Sem pretensões maiores a não ser contar uma história simples e divertida - ainda que critique de forma não muito velada a hipocrisia religiosa e utilize a dança mais uma vez como metáfora para o sexo - o filme de Herbert Ross (diretor do elogiadíssimo "Momento de decisão") seduz justamente por sua falta de ambição. Não há grandes complexidades psicológicas em suas personagens - ainda que os atos do reverendo tenham razões bem justificáveis - e nem mesmo o romance central chega a ser eletrizante (culpa talvez da fraca Lori Singer, que ficou com o papel principal depois da recusa de várias atrizes jovens que começavam no cinema à época). Mas sua trilha sonora vibrante conquista até o mais preguiçoso espectador.

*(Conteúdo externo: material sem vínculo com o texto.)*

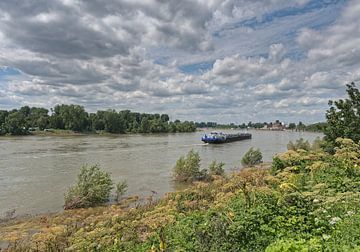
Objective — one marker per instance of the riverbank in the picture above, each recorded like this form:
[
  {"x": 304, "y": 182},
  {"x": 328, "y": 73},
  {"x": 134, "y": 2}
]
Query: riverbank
[
  {"x": 307, "y": 200},
  {"x": 47, "y": 166}
]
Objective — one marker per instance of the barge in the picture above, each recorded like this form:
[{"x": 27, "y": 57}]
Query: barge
[{"x": 220, "y": 137}]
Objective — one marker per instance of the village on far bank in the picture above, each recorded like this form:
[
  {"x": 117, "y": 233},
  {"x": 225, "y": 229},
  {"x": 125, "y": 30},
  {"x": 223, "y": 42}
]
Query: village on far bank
[{"x": 272, "y": 126}]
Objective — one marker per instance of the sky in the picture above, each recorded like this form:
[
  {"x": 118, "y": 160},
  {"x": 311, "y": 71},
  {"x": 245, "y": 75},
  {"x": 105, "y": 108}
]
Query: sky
[{"x": 201, "y": 60}]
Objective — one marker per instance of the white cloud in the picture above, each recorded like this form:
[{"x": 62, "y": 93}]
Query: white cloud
[{"x": 127, "y": 54}]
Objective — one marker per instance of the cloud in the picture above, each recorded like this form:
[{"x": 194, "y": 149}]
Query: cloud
[{"x": 224, "y": 61}]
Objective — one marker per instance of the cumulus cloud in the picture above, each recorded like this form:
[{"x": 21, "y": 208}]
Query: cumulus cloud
[{"x": 265, "y": 59}]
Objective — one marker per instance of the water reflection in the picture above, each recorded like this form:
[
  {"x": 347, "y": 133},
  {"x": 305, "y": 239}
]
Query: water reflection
[{"x": 36, "y": 171}]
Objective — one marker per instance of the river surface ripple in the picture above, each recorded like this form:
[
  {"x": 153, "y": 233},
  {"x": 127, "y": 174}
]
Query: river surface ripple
[{"x": 35, "y": 171}]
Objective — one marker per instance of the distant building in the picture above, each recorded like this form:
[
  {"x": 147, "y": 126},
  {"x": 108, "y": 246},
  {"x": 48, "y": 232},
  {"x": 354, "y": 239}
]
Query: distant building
[{"x": 277, "y": 125}]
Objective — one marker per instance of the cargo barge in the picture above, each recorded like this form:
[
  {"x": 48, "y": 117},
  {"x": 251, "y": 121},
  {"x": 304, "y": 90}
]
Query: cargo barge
[{"x": 220, "y": 137}]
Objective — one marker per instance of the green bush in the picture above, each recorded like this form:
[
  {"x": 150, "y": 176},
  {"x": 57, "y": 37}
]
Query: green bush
[
  {"x": 252, "y": 157},
  {"x": 92, "y": 188},
  {"x": 121, "y": 189},
  {"x": 216, "y": 168},
  {"x": 187, "y": 168}
]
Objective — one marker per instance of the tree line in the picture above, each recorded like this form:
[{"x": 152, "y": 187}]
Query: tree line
[
  {"x": 74, "y": 117},
  {"x": 300, "y": 126}
]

Aliás, é o público fiel que faz de "Footloose" o sucesso que ele é ate hoje. Kevin Bacon, mesmo consagrado por inúmeros outros papéis importantes, ainda é lembrado por seu Ren McCormack (que o diga um engraçadíssimo episódio da extinta série "Will & Grace") e sua coreografia enlouquecida - e ele ficou com o papel apenas porque Tom Cruise estava compromissado com outro filme e Rob Lowe machucou-se antes das filmagens. E seria interessante imaginar como seria o resultado final se o megalomaníaco Michael Cimino tivesse sido o diretor ou qualquer outra atriz fizesse par romântico com Bacon - e aí pode-se escolher entre Daryl Hannah, Melanie Griffith, Michelle Pfeiffer, Jamie Lee Curtis, Meg Ryan, Jennifer Jason-Leigh, Jodie Foster, Brooke Shields, Diane Lane ou Bridget Fonda. Possivelmente qualquer uma seria mais memorável que a apática Lori Singer, que permite, em uma revisão, ser eclipsada pelos coadjuvantes que fizeram carreira - o falecido Chris Penn bem mais magro e a Carrie Bradshaw em pessoa Sarah Jessica Parker em uma partipação pequena.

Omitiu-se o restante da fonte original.